If nothing replaces New START, security analysts see a more dangerous environment with a higher risk of miscalculation. Forced to rely on worst-case assumptions about the other’s intentions, the US and Russia would see an incentive to increase their arsenals, especially as China plays catch-up.
Russia would prefer to have a dialogue with the United States after New START but is ready for any scenario, Foreign Minister Sergei Lavrov said on Friday.
The Kremlin said Russia and the United States both recognised the need to launch talks soon about nuclear arms control. It said the two sides, at talks in Abu Dhabi this week, had reached an understanding they would both act responsibly.
Russia says the nuclear allies of NATO members Britain and France should also be up for negotiation – something those countries reject.
At the Geneva forum, Britain said it was time for a new era of nuclear arms control that would bring China, Russia and the US to the table, adding that it shared US concerns about Beijing’s rapid expansion of its nuclear arsenal.
France said an agreement between states with the biggest nuclear arsenals was crucial, at a time when there is an unprecedented weakening of nuclear norms.
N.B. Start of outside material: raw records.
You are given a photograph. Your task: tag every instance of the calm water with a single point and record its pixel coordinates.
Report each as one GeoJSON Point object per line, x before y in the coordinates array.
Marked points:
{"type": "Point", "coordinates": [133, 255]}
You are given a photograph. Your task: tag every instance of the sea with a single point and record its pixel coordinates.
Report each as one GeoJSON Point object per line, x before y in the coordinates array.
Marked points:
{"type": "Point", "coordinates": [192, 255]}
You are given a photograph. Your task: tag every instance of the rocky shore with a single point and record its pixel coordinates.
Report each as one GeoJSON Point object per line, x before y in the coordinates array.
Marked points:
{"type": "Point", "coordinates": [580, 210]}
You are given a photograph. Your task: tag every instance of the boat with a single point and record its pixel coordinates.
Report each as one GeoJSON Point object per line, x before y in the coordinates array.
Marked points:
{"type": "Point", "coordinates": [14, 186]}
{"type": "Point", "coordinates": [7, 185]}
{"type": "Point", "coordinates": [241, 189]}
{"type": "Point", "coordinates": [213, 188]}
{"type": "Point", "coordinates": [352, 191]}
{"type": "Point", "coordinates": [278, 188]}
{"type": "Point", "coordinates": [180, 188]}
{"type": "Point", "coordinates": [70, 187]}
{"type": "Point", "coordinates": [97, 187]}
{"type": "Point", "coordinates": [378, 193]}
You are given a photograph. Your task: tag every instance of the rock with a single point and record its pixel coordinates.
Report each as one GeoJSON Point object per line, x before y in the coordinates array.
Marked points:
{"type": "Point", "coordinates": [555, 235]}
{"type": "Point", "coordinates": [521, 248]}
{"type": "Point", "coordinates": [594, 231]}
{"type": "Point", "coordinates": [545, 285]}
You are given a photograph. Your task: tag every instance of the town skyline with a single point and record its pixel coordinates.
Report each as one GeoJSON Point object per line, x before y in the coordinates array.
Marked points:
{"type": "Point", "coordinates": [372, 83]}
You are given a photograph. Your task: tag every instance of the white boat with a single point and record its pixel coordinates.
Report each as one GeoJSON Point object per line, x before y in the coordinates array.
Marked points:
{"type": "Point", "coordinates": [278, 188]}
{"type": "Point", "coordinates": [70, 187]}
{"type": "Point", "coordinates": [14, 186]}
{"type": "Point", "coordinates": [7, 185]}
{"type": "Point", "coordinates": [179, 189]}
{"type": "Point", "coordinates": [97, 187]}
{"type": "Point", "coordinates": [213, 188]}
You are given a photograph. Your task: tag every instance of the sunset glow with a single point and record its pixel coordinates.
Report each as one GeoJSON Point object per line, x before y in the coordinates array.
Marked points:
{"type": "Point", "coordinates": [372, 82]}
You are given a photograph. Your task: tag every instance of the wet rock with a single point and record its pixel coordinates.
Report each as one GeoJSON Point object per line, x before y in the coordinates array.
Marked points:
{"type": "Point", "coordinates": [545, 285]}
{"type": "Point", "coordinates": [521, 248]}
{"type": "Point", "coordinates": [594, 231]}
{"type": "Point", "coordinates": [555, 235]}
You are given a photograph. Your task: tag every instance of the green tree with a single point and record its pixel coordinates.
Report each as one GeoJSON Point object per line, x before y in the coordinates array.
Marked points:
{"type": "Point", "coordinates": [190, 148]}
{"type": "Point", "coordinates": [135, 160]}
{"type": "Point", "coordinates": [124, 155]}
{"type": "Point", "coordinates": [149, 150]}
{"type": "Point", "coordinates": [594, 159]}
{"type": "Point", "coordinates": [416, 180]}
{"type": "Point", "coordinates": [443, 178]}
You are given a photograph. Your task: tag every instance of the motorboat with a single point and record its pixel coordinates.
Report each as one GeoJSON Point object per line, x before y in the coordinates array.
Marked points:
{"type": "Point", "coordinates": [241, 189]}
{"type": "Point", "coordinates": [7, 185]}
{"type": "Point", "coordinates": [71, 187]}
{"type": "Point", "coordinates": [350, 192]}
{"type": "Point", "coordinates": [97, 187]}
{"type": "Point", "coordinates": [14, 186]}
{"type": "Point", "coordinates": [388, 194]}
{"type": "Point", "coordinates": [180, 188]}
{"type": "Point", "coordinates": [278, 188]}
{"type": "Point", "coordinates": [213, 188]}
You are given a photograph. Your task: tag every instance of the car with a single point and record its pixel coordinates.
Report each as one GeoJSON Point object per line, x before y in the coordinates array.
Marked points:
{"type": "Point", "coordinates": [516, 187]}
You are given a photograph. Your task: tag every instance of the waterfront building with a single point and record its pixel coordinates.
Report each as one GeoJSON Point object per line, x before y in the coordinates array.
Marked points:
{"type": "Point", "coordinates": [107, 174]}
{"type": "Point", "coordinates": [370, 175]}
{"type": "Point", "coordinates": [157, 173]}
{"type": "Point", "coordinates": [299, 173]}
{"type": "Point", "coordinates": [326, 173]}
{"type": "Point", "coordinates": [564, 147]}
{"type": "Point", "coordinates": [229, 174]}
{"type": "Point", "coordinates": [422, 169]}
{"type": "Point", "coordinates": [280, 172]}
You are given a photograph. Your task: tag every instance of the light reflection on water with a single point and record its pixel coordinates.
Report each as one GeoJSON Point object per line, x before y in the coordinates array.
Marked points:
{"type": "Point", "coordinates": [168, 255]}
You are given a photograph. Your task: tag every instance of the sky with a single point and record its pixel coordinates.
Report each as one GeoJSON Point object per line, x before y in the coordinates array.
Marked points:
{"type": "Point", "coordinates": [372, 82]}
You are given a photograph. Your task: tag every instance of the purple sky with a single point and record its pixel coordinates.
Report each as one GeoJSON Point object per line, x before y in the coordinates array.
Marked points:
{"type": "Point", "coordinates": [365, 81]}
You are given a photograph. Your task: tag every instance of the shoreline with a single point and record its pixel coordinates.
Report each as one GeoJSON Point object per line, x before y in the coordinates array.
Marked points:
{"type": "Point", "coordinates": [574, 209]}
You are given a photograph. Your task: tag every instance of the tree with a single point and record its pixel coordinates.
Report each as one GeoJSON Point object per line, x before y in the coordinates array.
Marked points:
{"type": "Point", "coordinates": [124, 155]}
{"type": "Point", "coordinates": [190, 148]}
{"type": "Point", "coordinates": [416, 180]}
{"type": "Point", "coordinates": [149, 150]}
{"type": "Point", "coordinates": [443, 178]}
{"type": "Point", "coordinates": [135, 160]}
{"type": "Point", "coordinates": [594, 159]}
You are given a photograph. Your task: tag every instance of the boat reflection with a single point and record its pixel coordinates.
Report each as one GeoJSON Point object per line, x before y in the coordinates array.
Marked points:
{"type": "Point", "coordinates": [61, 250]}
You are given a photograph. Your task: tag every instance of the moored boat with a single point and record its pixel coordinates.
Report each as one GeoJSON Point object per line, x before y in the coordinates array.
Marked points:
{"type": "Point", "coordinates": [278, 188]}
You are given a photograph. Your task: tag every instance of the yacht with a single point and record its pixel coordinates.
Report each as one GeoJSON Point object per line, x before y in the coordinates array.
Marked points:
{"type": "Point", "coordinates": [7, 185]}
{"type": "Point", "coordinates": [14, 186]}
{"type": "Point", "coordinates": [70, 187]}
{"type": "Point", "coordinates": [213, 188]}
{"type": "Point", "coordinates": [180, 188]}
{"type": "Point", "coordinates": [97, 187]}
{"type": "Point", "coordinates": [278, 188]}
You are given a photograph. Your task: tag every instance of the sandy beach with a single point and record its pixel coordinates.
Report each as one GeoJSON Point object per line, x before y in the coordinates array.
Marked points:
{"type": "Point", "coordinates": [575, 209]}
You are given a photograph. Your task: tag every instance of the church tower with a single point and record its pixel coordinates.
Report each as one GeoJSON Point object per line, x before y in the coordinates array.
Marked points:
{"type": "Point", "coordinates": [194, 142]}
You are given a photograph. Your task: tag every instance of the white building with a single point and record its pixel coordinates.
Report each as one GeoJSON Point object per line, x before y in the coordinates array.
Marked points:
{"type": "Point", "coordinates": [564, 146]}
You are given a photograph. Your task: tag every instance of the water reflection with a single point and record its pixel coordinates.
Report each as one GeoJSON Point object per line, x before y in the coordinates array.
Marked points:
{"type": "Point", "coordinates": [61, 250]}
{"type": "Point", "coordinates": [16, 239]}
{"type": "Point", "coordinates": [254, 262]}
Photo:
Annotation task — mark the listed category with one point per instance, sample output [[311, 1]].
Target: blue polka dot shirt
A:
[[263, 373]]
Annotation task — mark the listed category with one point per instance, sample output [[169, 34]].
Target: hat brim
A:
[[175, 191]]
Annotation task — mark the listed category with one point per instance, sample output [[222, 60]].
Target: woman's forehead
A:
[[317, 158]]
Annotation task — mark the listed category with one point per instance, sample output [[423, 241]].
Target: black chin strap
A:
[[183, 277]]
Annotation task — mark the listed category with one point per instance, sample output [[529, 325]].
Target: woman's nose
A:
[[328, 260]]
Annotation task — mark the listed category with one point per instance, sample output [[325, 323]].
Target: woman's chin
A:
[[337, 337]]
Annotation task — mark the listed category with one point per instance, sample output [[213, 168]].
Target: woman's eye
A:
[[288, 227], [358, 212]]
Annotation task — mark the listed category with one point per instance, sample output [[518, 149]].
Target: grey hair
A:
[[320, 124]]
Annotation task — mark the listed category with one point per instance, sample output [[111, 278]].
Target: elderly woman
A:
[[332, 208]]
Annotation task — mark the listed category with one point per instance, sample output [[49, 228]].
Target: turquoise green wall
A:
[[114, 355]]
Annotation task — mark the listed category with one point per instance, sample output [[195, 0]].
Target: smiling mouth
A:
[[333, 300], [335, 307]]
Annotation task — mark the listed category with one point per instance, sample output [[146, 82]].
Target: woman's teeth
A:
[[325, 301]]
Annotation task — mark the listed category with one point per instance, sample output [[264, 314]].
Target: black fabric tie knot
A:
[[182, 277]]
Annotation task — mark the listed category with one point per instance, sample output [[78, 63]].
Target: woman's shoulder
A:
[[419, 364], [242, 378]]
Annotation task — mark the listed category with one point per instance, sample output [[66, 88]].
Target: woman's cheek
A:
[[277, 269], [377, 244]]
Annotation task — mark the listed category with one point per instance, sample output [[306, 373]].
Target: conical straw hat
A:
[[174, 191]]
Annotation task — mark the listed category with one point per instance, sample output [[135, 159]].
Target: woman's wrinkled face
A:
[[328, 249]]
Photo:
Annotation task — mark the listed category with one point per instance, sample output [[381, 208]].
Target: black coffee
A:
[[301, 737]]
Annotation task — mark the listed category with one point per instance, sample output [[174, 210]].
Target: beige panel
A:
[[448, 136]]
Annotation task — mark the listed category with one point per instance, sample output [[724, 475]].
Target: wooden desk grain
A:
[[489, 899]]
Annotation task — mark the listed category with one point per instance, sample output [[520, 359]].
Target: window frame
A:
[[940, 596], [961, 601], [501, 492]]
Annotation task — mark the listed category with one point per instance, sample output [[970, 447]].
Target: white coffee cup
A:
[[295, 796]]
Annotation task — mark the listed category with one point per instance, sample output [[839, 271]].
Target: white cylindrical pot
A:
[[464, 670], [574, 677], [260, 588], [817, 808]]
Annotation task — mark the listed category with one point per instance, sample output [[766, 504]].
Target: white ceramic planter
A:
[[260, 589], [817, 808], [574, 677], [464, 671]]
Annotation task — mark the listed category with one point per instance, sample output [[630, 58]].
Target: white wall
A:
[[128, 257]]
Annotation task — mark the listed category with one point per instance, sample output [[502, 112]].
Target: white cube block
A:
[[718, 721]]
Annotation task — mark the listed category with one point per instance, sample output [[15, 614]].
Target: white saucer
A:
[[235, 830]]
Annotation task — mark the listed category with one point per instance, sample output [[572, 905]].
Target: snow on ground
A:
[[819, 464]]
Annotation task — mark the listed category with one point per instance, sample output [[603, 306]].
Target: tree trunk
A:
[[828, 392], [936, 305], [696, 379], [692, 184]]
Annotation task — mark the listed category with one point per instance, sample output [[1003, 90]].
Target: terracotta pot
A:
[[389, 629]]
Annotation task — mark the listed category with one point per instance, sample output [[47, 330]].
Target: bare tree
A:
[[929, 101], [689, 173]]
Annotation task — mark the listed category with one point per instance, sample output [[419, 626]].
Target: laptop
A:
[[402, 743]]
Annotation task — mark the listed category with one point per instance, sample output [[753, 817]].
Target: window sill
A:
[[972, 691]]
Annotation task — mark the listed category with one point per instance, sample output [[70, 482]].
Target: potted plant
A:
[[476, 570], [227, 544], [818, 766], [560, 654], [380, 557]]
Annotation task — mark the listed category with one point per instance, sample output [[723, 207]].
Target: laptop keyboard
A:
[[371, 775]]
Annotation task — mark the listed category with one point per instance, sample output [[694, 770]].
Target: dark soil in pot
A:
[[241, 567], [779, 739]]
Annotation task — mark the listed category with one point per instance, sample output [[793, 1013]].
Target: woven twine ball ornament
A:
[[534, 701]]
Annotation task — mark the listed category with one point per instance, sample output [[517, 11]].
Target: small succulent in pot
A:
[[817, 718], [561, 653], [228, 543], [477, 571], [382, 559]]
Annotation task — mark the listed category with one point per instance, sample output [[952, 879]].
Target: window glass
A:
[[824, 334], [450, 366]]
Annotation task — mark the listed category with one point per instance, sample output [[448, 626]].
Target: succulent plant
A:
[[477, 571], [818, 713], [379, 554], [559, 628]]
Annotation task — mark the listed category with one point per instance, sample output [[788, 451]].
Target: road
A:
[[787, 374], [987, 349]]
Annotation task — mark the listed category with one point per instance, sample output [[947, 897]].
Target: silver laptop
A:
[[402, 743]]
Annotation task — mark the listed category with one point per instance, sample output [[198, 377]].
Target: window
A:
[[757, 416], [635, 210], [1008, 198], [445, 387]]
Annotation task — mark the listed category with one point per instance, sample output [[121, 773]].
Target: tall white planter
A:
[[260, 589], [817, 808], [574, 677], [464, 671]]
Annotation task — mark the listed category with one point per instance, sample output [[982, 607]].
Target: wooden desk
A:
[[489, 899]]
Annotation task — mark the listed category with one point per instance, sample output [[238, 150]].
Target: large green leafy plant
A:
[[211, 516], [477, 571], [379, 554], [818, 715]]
Arms control deals are highly complex to negotiate, and the environment has changed significantly since New START was signed in 2010.
Russia is developing so-called “exotic” new systems, including the Burevestnik cruise missile and Poseidon underwater torpedo, while Trump has promised to build a space-based “Golden Dome” anti-missile defence.
Security analysts say any new nuclear agreement is likely to take years to negotiate, leaving a void in arms control at a time of heightened international tension over Ukraine, the Middle East and other flashpoints.
Some say these tensions, and the fact that Russia and the US have failed to agree or even discuss a new treaty until now, could intensify debates in countries including Japan, South Korea and Poland on whether they should seek to join the nuclear club.